There are all sorts of investors.
There are those who make their investments and then leave them alone. There are those who invest their funds then check on them only occasionally. And there are those who stay atop the investments, checking them daily and fretting over their performance.
Among that last group, there are those who are really enjoying themselves in the process.
Spectrem’s wide-ranging research on affluent investors routinely asks respondents how they feel about investing.

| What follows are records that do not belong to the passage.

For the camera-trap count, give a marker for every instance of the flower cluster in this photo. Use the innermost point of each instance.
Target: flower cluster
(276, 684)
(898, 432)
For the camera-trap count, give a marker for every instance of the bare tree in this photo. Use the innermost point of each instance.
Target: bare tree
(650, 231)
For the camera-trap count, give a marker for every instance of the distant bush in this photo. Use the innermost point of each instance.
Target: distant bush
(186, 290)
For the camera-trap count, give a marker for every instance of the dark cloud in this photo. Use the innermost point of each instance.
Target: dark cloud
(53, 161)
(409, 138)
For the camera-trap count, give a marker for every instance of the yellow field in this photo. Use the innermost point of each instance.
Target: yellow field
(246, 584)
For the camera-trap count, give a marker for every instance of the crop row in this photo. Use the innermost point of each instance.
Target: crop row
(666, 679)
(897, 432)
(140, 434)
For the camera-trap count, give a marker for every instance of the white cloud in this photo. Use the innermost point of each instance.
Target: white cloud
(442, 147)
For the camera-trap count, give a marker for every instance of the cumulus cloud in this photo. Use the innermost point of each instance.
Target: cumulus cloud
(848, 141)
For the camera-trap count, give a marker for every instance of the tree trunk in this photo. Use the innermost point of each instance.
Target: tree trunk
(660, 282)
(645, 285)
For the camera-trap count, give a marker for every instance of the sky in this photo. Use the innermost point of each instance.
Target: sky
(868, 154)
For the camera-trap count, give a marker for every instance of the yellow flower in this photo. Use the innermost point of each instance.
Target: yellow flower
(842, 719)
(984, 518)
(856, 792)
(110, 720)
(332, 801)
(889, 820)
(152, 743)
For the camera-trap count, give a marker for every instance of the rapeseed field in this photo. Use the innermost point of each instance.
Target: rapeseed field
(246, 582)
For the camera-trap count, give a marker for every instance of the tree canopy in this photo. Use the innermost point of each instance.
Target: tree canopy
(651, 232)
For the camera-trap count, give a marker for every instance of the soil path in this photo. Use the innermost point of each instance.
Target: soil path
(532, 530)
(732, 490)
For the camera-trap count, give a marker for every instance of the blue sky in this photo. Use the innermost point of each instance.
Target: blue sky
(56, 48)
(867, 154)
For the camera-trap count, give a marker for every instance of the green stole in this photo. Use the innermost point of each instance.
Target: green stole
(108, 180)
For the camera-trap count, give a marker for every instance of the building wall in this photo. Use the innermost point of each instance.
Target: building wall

Investors are asked “Do you enjoy investing?” and then are asked to rate themselves on their knowledge of financial products and investments.
Why does this matter?
Active investors are more likely to want to have more contact with their advisors, and are more likely to be knowledgeable about investment options.

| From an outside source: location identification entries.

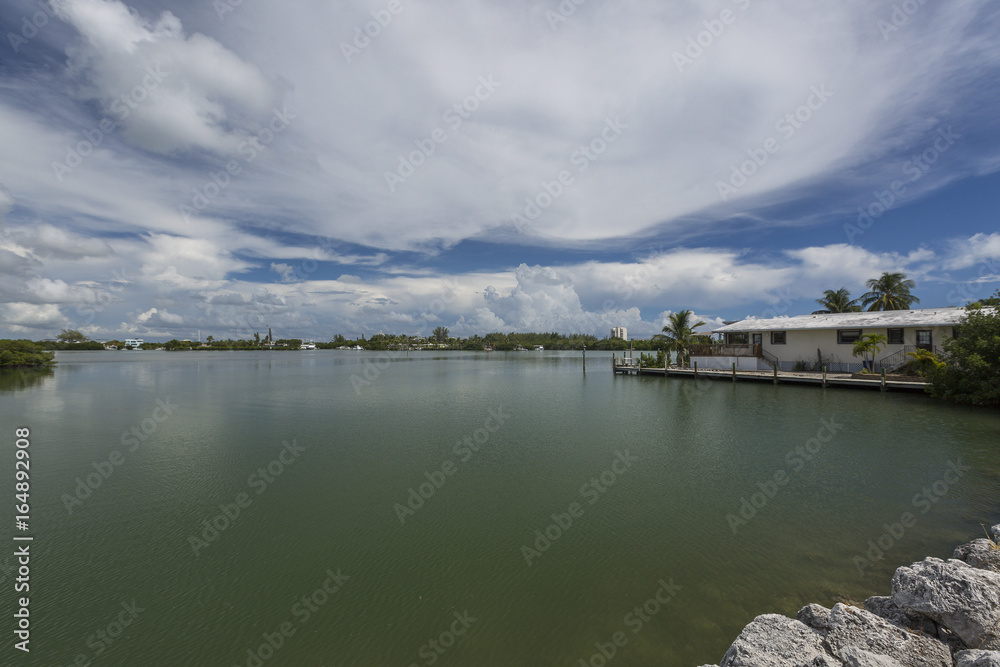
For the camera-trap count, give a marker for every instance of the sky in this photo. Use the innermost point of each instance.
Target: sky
(221, 167)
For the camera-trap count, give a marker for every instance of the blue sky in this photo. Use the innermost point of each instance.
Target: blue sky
(169, 168)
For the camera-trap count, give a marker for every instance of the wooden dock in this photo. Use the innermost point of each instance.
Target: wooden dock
(775, 376)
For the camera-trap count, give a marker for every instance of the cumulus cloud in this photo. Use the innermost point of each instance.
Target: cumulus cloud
(156, 317)
(644, 140)
(168, 91)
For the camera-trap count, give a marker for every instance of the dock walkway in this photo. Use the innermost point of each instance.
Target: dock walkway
(774, 376)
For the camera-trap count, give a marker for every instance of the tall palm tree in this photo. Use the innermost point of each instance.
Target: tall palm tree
(838, 301)
(679, 329)
(890, 291)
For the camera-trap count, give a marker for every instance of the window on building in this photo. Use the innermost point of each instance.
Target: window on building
(848, 336)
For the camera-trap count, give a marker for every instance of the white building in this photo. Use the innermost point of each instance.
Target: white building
(809, 342)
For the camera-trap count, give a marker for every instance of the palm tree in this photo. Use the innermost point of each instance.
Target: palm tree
(867, 346)
(838, 301)
(890, 291)
(678, 330)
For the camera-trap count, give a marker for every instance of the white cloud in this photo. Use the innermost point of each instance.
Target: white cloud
(978, 249)
(169, 92)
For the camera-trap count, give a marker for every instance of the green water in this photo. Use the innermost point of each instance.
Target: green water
(694, 450)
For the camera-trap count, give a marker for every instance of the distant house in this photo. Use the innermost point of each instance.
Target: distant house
(808, 342)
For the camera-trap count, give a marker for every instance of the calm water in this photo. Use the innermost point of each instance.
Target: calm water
(456, 563)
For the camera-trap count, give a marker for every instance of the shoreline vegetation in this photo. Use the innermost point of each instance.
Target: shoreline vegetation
(24, 354)
(968, 373)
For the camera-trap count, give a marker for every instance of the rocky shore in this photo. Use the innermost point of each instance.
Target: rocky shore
(942, 613)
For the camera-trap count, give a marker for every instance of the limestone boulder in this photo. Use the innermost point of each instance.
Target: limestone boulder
(952, 593)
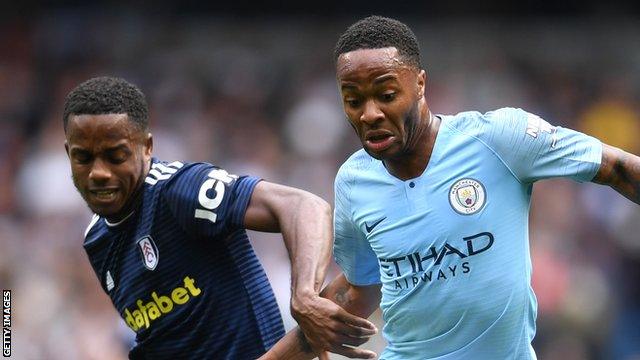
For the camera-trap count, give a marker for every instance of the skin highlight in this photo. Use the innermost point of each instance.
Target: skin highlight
(110, 157)
(384, 101)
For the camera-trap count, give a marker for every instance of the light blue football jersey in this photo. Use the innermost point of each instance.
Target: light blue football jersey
(451, 247)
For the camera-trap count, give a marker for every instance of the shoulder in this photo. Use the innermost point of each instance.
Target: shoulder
(475, 123)
(356, 164)
(94, 230)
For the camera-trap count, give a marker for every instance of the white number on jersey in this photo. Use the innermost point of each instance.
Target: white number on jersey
(162, 172)
(218, 179)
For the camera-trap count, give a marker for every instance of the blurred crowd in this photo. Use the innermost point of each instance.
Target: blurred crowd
(258, 96)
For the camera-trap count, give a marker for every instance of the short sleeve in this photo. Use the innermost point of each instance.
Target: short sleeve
(351, 249)
(207, 200)
(533, 149)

“It is important to know the level of involvement an investor is going to have in the process of investing and increasing their portfolio,’’ said Spectrem President George H. Walper Jr. “Those that enjoy the process are probably the ones most interested in hearing about new investment opportunities.”

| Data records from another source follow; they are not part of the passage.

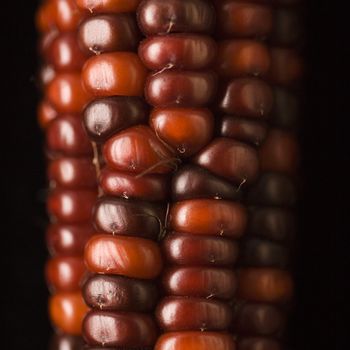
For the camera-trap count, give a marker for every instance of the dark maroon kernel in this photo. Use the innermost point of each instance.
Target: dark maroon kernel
(195, 250)
(286, 109)
(150, 187)
(120, 293)
(247, 97)
(188, 314)
(288, 27)
(72, 173)
(68, 240)
(108, 32)
(258, 343)
(119, 329)
(181, 51)
(176, 88)
(175, 16)
(65, 135)
(202, 282)
(272, 223)
(129, 217)
(71, 206)
(243, 129)
(233, 160)
(259, 319)
(257, 252)
(66, 342)
(273, 189)
(191, 182)
(105, 116)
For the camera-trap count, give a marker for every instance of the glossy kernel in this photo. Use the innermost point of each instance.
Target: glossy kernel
(126, 256)
(195, 250)
(104, 117)
(118, 73)
(186, 314)
(65, 274)
(64, 53)
(107, 292)
(121, 330)
(68, 240)
(260, 319)
(45, 76)
(191, 182)
(177, 88)
(71, 206)
(247, 97)
(72, 173)
(186, 130)
(182, 51)
(151, 187)
(208, 217)
(46, 113)
(107, 33)
(117, 6)
(195, 341)
(68, 15)
(67, 311)
(164, 17)
(244, 19)
(265, 285)
(279, 152)
(138, 150)
(245, 130)
(202, 282)
(230, 159)
(242, 57)
(45, 42)
(66, 93)
(129, 217)
(66, 136)
(45, 18)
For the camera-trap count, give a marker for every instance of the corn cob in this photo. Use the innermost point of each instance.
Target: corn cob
(211, 180)
(72, 178)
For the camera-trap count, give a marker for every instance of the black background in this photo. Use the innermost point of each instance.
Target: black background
(22, 249)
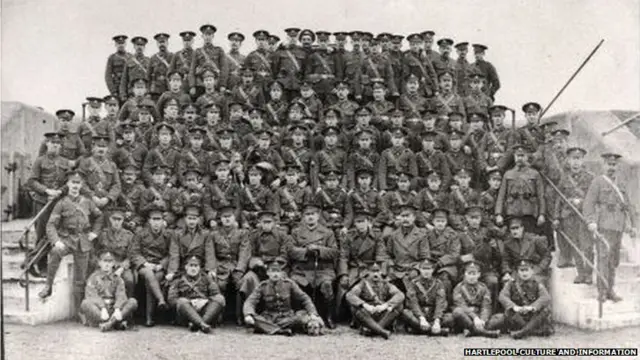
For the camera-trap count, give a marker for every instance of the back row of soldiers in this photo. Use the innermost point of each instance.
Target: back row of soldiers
(341, 201)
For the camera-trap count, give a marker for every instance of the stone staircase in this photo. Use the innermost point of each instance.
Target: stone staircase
(56, 308)
(577, 304)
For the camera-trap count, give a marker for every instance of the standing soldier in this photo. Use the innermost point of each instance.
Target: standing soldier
(260, 61)
(234, 59)
(608, 209)
(159, 66)
(574, 185)
(136, 67)
(487, 70)
(208, 56)
(289, 66)
(463, 68)
(115, 65)
(74, 223)
(181, 61)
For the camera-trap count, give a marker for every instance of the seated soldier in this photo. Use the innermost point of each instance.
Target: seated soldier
(117, 241)
(150, 257)
(106, 303)
(375, 302)
(265, 245)
(520, 245)
(472, 305)
(426, 303)
(313, 254)
(196, 297)
(362, 247)
(527, 304)
(277, 296)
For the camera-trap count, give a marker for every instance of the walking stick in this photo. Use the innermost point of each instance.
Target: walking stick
(575, 73)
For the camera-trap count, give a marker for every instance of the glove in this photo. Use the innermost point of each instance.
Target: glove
(104, 314)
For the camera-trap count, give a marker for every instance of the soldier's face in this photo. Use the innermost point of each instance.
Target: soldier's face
(516, 230)
(275, 93)
(106, 265)
(116, 221)
(440, 223)
(192, 268)
(156, 222)
(434, 183)
(227, 219)
(471, 276)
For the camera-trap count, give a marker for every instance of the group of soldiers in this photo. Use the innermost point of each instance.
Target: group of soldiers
(306, 184)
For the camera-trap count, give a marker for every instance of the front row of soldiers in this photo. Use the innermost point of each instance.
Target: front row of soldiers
(409, 276)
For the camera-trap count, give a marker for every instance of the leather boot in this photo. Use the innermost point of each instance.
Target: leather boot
(530, 327)
(368, 322)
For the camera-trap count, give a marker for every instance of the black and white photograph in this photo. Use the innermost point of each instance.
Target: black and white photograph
(320, 179)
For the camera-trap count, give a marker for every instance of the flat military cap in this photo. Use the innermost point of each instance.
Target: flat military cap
(479, 48)
(95, 102)
(165, 126)
(445, 42)
(236, 36)
(576, 150)
(161, 37)
(65, 114)
(139, 40)
(100, 140)
(187, 35)
(292, 31)
(475, 117)
(208, 28)
(340, 35)
(497, 109)
(323, 35)
(610, 156)
(307, 32)
(531, 107)
(120, 39)
(54, 136)
(110, 99)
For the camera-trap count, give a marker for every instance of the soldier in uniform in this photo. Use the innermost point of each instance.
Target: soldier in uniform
(136, 67)
(426, 303)
(106, 303)
(264, 245)
(486, 69)
(181, 60)
(159, 66)
(313, 254)
(422, 68)
(150, 258)
(208, 56)
(277, 296)
(115, 65)
(395, 160)
(74, 223)
(609, 213)
(520, 244)
(117, 241)
(47, 181)
(574, 185)
(375, 302)
(521, 193)
(527, 304)
(472, 305)
(260, 61)
(102, 175)
(234, 59)
(196, 297)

In Spectrem’s quarterly wealth segmentation study Financial Behaviors and the Investor’s Mindset, enjoyment in investing ranged from 59 to 77 percent of all Ultra High Net Worth investors with a net worth between $5 million and $25 million. The range was dependent upon age; the group most likely to report enjoying themselves in investing were those between the ages of 49-54. The low end age segment were those between the ages of 55 to 64.
Among those UHNW investors, 90 percent report either being very or fairly knowledgeable about financial products and investments.
Among Millionaires, with a net worth between $1 million and $5 million, the enjoyment factor follows the UHNW pattern based on age. Those 36-44 are most likely to express enjoyment (63 percent) while those 65 and over are the least likely to do so (45 percent). Eighty-three percent of Millionaires claim to be fairly or very knowledgeable about investments and financial products.
It makes sense that investors who seldom or never use advisors would express the greatest pleasure out of their own investing. While 63 percent of all UHNW investors enjoy investing, 76 percent of self-directed investors, those who never use a financial advisor, report enjoying the process of making and watching investments.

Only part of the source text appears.